For Immediate Release ö Wednesday, June 20, 2001

BC Supreme Court grants temporary injunction to halt logging to save Spotted Owls

Vancouver, BC - Justice Anderson of the Supreme Court of British Columbia granted WCWC an injunction to halt Cattermole Timber from logging a cut block in Siwash Creek in the Chilliwack Forest District where a female Spotted Owl is known to reside.

The injunction, which expires at 4 PM on Monday, June 25, will temporarily protect the habitat in order to give WCWC lawyers from the Sierra Legal Defense Fund the opportunity to argue the case in court.

Beginning at 10 am next Monday, WCWC will be back in court asking that the injunction be extended until the court has time at a later date to weigh the full merits of the case.

In order to get the injunction, WCWC had to agree to an undertaking that it (WCWC) would be liable for damages to Cattermole Timber, the company holding the cutting permit. If WCWC's application for a judicial review of the District Forest Manager's decision to grant the cutting permit in the critical Spotted Owl habitat ultimately fails, it could cost the society thousands of dollars.

It also came out in court that Cattermole is anxious to drop the timber in the cut block under dispute and yard it out in order to meet an export permit deadline of July 31, 2001.

The Attorney General's lawyers, representing the Chilliwack District Forest Manager did not take a position one way or another on whether or not the court should grant the temporary injunction.

"We have been warned that our injunction could cost us a lot of money.

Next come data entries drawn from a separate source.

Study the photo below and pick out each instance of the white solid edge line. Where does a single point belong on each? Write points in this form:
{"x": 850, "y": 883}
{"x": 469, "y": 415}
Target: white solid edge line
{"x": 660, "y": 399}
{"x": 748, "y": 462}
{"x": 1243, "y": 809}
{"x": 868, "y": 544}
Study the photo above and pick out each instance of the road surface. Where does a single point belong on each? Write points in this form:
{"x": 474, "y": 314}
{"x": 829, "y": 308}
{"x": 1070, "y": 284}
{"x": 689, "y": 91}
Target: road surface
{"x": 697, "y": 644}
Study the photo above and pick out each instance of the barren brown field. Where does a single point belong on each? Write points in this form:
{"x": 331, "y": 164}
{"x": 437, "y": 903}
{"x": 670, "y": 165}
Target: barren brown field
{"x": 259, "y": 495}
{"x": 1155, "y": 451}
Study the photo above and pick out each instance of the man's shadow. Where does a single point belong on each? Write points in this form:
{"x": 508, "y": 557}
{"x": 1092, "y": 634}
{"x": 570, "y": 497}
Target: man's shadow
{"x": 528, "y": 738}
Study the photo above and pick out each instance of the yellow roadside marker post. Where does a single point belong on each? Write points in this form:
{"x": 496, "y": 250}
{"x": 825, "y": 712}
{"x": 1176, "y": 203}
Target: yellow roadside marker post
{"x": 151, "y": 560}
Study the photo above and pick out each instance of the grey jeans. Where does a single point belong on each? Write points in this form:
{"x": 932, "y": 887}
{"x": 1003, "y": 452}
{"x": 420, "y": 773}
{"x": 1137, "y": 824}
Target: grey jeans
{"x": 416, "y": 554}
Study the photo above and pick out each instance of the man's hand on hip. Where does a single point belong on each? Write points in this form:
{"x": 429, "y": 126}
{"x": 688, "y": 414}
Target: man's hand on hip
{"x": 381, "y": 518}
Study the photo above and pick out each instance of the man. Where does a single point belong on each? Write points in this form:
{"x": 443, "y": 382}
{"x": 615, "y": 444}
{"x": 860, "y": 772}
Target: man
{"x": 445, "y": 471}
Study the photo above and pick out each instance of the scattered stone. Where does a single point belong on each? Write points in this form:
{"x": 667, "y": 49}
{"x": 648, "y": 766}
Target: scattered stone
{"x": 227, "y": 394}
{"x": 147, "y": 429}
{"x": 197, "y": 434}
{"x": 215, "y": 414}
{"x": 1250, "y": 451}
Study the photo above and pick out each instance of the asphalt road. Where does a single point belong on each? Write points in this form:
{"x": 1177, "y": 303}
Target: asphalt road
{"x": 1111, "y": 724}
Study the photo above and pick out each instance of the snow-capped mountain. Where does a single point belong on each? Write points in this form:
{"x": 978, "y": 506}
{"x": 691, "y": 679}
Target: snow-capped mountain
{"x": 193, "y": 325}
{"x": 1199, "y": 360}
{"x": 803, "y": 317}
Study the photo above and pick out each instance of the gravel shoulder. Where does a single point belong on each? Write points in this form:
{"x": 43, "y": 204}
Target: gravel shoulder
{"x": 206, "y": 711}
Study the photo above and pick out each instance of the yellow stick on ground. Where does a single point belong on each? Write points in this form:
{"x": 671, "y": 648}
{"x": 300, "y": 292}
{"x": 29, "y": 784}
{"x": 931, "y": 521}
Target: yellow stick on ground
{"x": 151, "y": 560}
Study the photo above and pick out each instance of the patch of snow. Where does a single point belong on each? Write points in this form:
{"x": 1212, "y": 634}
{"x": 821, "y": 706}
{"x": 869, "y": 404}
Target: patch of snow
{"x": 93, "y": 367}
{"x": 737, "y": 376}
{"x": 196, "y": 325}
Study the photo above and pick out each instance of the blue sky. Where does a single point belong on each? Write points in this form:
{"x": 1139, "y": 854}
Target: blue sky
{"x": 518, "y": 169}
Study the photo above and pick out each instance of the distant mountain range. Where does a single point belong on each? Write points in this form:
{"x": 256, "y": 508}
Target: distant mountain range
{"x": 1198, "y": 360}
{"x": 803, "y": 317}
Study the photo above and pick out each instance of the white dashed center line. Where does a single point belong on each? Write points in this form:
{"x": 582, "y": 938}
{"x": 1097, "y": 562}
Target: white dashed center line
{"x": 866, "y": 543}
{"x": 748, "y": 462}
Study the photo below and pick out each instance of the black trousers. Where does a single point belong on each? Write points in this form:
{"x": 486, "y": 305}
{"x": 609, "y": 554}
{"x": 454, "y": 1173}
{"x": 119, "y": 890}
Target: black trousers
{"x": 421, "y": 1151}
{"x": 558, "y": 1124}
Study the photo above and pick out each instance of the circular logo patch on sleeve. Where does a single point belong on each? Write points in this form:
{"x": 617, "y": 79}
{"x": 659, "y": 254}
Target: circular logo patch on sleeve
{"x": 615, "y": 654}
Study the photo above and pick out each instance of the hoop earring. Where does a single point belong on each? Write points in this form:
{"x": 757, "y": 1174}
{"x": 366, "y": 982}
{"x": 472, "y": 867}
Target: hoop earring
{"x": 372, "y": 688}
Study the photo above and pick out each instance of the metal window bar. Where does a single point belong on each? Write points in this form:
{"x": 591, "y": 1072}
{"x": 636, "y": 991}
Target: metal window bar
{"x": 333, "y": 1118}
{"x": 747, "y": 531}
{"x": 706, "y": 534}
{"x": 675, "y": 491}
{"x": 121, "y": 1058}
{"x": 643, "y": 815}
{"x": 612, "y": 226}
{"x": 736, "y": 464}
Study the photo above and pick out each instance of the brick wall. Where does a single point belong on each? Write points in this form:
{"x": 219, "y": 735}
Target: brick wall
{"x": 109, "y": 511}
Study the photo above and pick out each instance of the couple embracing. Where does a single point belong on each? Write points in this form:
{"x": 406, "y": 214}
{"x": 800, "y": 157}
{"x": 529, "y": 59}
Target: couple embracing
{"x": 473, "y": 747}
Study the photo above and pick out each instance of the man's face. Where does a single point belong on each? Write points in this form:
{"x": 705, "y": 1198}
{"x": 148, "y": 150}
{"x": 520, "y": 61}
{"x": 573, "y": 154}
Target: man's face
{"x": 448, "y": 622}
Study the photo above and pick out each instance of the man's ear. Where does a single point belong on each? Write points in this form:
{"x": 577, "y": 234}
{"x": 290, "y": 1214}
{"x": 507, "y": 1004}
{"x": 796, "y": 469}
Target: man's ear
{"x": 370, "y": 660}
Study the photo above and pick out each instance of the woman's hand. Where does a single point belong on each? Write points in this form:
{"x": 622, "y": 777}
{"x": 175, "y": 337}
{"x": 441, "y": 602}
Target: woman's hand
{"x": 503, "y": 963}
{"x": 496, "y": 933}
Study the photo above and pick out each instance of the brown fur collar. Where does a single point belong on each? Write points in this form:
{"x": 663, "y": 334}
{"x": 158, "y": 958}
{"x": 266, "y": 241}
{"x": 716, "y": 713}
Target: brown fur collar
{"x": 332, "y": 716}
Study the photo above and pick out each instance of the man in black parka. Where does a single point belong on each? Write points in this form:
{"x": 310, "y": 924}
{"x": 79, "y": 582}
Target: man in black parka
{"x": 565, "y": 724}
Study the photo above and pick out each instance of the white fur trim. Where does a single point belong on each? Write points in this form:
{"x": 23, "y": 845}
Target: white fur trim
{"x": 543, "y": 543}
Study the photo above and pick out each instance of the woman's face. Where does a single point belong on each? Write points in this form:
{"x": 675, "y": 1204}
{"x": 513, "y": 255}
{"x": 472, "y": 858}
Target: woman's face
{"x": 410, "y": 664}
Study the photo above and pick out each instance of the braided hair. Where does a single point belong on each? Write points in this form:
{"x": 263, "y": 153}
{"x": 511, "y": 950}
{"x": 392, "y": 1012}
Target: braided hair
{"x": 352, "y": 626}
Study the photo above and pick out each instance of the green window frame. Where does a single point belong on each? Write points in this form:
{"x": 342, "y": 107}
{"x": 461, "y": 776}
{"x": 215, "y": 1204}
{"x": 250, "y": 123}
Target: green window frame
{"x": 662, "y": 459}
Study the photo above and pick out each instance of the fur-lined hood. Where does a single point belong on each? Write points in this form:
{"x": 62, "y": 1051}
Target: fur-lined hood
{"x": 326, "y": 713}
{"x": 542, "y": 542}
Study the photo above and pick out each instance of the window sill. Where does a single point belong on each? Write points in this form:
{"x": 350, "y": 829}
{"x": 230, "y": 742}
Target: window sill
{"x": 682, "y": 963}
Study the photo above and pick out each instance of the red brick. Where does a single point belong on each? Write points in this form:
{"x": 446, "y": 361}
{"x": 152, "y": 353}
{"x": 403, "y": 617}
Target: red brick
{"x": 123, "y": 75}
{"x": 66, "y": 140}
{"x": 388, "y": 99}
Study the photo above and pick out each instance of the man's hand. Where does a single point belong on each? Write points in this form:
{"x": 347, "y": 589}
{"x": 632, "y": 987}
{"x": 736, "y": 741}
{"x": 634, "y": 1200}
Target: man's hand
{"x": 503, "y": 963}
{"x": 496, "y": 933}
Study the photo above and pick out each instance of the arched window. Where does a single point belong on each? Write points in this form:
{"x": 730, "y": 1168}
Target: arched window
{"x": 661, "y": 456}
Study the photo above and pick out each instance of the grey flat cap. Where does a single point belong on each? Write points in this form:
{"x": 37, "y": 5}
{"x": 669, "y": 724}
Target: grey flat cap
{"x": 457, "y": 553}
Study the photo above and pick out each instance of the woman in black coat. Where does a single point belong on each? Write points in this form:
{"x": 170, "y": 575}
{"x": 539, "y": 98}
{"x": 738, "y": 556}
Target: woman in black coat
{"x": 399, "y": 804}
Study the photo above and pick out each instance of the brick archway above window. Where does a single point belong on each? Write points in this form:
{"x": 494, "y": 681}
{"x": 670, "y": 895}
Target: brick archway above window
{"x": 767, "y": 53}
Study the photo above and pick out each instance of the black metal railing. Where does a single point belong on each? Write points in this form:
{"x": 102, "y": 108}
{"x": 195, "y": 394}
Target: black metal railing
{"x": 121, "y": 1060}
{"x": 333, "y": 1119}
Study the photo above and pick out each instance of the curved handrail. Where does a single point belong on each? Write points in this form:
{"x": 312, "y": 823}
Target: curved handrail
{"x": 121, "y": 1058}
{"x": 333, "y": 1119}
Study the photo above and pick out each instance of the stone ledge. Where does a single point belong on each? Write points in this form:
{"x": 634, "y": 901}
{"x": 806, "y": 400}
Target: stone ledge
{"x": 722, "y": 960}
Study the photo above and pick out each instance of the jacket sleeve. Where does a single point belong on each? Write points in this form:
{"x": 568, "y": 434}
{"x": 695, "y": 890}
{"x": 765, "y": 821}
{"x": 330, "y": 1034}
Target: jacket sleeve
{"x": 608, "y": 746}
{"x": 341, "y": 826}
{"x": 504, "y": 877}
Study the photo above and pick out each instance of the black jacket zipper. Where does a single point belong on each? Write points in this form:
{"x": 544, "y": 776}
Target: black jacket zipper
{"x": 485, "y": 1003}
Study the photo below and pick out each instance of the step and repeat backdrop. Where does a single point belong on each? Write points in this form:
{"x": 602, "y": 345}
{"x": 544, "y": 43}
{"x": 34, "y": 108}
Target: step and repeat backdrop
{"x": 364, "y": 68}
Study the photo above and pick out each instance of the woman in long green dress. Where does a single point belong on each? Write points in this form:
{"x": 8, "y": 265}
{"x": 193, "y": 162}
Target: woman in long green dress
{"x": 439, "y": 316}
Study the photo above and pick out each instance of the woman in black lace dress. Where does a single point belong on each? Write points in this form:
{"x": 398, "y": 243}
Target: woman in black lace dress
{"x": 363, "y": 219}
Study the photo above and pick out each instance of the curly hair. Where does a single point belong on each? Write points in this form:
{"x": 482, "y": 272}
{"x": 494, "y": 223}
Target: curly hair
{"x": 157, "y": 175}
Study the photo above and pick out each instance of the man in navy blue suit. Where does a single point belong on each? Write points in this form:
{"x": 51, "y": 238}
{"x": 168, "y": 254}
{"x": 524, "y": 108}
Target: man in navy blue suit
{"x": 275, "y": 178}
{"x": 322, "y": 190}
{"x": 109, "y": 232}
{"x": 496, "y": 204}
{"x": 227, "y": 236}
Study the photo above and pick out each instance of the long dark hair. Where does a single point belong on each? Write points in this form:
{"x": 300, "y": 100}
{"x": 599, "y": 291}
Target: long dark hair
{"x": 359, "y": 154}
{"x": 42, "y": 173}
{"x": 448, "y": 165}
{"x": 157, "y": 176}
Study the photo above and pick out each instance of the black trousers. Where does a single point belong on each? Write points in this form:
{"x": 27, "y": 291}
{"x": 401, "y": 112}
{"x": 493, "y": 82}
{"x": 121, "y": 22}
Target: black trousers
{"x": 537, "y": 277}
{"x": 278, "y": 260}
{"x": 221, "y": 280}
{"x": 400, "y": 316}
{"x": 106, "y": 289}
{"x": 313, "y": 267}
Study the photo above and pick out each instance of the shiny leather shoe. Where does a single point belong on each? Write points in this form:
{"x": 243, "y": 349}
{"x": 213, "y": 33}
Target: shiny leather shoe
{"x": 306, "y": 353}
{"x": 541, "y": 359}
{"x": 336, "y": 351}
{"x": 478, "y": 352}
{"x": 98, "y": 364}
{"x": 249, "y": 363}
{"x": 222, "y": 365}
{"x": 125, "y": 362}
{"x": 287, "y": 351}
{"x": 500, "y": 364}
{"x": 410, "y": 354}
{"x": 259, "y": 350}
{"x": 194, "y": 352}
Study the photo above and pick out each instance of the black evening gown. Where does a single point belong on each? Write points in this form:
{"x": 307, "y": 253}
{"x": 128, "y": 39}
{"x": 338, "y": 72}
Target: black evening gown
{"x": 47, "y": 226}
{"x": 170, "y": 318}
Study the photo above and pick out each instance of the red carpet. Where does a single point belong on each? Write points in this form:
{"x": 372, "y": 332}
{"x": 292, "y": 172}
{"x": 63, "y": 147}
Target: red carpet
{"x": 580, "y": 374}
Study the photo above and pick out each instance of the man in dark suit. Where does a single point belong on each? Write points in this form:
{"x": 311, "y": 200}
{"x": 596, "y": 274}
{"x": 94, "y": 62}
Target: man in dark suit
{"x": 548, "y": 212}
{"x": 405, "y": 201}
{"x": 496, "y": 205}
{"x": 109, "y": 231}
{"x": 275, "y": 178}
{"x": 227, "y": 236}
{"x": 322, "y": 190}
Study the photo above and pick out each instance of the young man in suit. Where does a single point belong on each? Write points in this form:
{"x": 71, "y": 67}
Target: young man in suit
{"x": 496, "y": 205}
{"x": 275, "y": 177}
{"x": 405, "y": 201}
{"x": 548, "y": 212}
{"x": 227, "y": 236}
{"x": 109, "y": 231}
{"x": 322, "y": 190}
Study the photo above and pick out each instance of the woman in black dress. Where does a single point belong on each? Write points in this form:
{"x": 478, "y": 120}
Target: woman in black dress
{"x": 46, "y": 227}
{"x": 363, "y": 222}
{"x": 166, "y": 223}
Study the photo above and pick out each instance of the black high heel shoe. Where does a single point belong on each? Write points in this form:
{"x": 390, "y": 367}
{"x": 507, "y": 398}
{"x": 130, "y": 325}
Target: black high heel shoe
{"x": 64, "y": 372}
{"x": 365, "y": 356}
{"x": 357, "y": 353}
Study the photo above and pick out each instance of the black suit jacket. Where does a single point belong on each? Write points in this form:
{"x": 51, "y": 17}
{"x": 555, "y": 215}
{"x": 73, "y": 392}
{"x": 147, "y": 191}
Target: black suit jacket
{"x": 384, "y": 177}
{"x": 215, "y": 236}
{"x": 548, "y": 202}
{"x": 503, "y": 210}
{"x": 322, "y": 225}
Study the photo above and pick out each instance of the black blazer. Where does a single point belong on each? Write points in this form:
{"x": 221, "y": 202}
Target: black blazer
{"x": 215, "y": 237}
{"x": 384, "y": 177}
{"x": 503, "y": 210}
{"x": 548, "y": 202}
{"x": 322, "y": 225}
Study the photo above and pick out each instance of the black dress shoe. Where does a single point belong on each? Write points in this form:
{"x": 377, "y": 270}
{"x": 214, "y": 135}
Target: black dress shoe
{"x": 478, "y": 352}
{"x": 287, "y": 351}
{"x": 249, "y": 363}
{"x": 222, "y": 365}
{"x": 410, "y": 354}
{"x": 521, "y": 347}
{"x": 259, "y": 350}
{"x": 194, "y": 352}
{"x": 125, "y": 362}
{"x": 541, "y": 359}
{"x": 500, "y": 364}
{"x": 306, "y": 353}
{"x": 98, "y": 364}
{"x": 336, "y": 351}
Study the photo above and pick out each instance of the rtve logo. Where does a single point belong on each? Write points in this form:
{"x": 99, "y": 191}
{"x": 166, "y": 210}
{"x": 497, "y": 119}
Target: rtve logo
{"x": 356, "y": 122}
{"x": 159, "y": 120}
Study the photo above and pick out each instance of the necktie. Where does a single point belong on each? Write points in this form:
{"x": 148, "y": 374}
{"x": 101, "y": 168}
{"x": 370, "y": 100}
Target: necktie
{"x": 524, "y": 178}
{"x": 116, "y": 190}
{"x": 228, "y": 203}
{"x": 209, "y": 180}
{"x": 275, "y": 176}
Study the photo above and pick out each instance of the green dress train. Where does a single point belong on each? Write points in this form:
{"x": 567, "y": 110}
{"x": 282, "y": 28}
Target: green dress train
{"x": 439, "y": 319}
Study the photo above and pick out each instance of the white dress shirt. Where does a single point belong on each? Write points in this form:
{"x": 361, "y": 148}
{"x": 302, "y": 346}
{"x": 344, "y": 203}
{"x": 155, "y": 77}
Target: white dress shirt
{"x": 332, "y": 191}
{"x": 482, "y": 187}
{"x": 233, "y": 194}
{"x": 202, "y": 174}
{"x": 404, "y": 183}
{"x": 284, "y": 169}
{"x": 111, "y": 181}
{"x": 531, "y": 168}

But someone has to stand up to defend the owls and the threatened ecosystem they inhabit. That's our job," stated Western Canada Wilderness Committee Director Joe Foy.

The Wilderness Committee has had a long history of defending the owls including taking the province's Chief Forester to court in 1995 in a failed attempt to get the allowable annual timber cut lowered in order to save enough Spotted Owl Habitat for this species to survive.

Neither Canada nor BC have a law to protect endangered species and species at risk. The Spotted Owls have been in rapid decline in BC with only 22 pairs of these beautiful birds now remaining in Canada.